Written by Steven Hansen
The National Association of Realtors (NAR) seasonally adjusted pending home sales index improved. Our analysis disagrees. The quote of the day from this NAR release:
… contract activity was mixed throughout the country in December but ultimately ended on a high note to close out 2016 …
Analyst Opinion of Pending Home Sales
The unadjusted data shows the rate of year-over-year growth declined this month – and the rolling averages declined. I see no signs that the residential sales market is improving.
Pending home sales are based on contract signings, and existing home sales are based on the execution of the contract (contract closing).
The NAR reported:
- Pending home sales index was up 1.6 % month-over-month and up 0.3 % year-over-year.
- The market was expecting month-over-month growth of -1.8 % to 1.5 % (consensus +0.6 %) versus the +1.6 % reported.
Econintersect‘s evaluation using unadjusted data:
- the index growth rate was decelerated 3.4 % month-over-month and down 2.0 % year-over-year.
- The current trends (using 3 month rolling averages) are decelerating..
- Extrapolating the pending home sales unadjusted data to project January 2017 existing home sales would be a 2.6 % contraction year-over-year for existing home sales.
From Lawrence Yun , NAR chief economist:
…. contract activity was mixed throughout the country in December but ultimately ended on a high note to close out 2016. Pending sales rebounded last month as enough buyers fended off rising mortgage rates and alarmingly low inventory levels1 to sign a contract. The main storyline in the early months of 2017 will be if supply can meaningfully increase to keep price growth at a moderate enough level for households to absorb higher borrowing costs. Sales will struggle to build on last year’s strong pace if inventory conditions don’t improve.”
A large portion of overall supply right now is at the upper end of the market. This is evident by looking at December data on the year-over-year change in single-family sales by price range. Last month, sales were up around 10 percent compared to December 2015 for homes sold at or above $250,000, while homes sold between $100,000 and $250,000 only increased 2.3 percent. Meanwhile, sales of homes under $100,000 were down 11.6 percent compared to a year ago.
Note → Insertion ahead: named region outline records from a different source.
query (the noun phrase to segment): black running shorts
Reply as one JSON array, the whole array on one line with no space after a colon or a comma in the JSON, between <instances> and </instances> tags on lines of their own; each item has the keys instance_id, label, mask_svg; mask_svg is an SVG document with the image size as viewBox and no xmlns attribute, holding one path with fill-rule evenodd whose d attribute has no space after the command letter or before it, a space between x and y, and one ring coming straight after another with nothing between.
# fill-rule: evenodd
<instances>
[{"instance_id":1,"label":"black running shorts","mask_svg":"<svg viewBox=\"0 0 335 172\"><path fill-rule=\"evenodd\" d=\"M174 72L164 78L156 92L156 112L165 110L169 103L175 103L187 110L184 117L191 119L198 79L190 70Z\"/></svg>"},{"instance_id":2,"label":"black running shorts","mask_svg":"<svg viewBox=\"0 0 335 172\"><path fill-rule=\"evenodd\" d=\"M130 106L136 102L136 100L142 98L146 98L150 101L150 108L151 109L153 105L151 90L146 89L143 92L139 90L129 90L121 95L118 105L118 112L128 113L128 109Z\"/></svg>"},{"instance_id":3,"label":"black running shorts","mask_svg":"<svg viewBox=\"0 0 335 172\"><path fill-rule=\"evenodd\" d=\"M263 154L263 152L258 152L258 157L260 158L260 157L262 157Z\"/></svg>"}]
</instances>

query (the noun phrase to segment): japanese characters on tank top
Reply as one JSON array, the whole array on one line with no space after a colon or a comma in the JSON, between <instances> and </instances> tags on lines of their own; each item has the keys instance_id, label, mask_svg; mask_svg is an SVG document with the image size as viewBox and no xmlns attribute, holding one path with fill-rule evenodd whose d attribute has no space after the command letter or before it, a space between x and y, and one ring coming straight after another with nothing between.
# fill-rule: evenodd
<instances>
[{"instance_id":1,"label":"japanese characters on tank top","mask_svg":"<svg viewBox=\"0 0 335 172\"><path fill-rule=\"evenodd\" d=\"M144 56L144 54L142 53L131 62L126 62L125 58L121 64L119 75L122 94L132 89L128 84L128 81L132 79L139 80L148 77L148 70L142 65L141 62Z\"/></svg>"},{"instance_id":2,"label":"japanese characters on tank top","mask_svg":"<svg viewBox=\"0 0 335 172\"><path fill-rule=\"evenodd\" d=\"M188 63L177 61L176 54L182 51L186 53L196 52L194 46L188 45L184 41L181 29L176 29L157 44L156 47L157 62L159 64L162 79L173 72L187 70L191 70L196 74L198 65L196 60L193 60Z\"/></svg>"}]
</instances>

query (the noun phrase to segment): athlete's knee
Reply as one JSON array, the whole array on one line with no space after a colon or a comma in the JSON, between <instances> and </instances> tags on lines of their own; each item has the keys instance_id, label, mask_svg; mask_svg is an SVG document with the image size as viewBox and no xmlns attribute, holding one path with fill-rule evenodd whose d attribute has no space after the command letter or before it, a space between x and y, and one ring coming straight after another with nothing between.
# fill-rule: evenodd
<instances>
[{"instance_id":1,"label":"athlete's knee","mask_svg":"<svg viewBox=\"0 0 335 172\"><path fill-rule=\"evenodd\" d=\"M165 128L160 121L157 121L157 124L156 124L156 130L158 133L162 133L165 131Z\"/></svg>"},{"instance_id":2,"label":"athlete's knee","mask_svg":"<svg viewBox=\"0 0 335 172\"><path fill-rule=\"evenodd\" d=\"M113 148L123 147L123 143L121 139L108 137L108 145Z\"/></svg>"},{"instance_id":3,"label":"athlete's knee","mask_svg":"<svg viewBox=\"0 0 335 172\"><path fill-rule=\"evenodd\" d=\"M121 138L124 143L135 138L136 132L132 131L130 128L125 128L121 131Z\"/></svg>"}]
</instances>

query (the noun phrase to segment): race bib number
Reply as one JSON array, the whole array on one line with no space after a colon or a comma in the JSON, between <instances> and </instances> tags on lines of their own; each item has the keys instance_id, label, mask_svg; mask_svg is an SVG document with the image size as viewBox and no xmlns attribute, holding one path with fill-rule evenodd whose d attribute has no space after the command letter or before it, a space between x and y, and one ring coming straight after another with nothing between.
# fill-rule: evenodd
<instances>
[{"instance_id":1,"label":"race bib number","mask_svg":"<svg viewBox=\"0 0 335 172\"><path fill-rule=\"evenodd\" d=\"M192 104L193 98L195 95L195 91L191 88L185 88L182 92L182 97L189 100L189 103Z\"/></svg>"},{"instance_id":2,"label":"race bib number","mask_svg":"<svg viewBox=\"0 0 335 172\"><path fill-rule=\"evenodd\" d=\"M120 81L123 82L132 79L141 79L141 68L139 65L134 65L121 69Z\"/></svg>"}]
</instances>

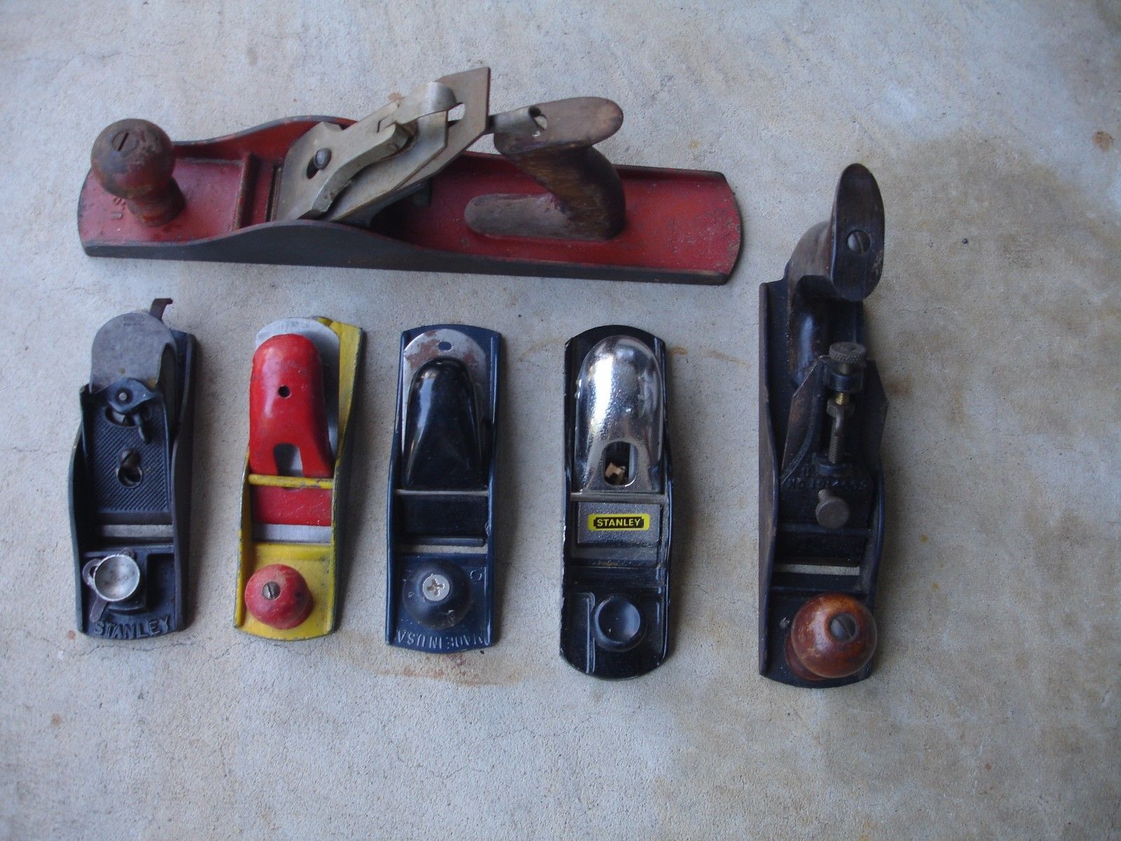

The dismal number of listings in the affordable price range is squeezing prospective first-time buyers the mos. As a result, young households are missing out on the wealth gains most homeowners have accrued from the 41 percent cumulative rise in existing home prices since 2011.
The National Association of Realtors (NAR) pending home sales index offers a window into predicting existing home sales. The actual home sale might appear in the month the contract was signed (cash buyers can close quickly), or in the following two months.
Econintersect forecasts unadjusted existing home sales by offsetting the pending home sales index one month. This forecast suggests unadjusted existing home sales of 295,000 in January 2017.
Using this methodology, 420,000 existing home unadjusted sales were forecast for December 2016 versus the actual reported number of 437,000 (which is subject to further revision).
Keeping things real – home sales volumes are only 2/3rds of previous levels.
Caveats on the Use of Pending Home Sales Index
According to the NAR:
NAR’s Pending Home Sales Index (PHSI) is released during the first week of each month. It is designed to be a leading indicator of housing activity.
The index measures housing contract activity. It is based on signed real estate contracts for existing single-family homes, condos and co-ops. A signed contract is not counted as a sale until the transaction closes. Modeling for the PHSI looks at the monthly relationship between existing-home sale contracts and transaction closings over the last four years.
…… When a seller accepts a sales contract on a property, it is recorded into a Multiple Listing Service (MLS) as a “pending home sale.” The majority of pending home sales become home sale transactions, typically one to two months later.
NAR now collects pending home sales data from MLSs and large brokers. Altogether, we receive data from over 100 MLSs & 60 large brokers, giving us a large sample size covering 50% of the EHS sample. This is equal to 20 percent of all transactions.
In other words, Pending Home Sales is an extrapolation of a sample equal to 20% of the whole. Econintersect uses Pending Home Index to forecast future existing home sales.
Econintersect reset the forecasting of existing home sales using the pending home sales index coincident with November 2011 Pending home sales analysis (see here) – as the NAR in November revised the historical existing home sales data.
The Econintersect forecasting methodology is influenced by the speed at which closings occur. When they slow down in a particular period – this method overestimates. The number of cash buyers are speeding up the process (cash buyers analysis here). A quick cash home sale process could begin and end in the same month. On the other hand, contracts for short sales can sometimes take months to close. Interpreting the pending home sales data is complicated by weighing offsetting effects in the current abnormal market.
Please note that Econintersect uses unadjusted data in its analysis.
Econintersect determines the month-over-month change by subtracting the current month’s year-over-year change from the previous month’s year-over-year change. This is the best of the bad options available to determine month-over-month trends – as the preferred methodology would be to use multi-year data (but the New Normal effects and the Great Recession distort historical data).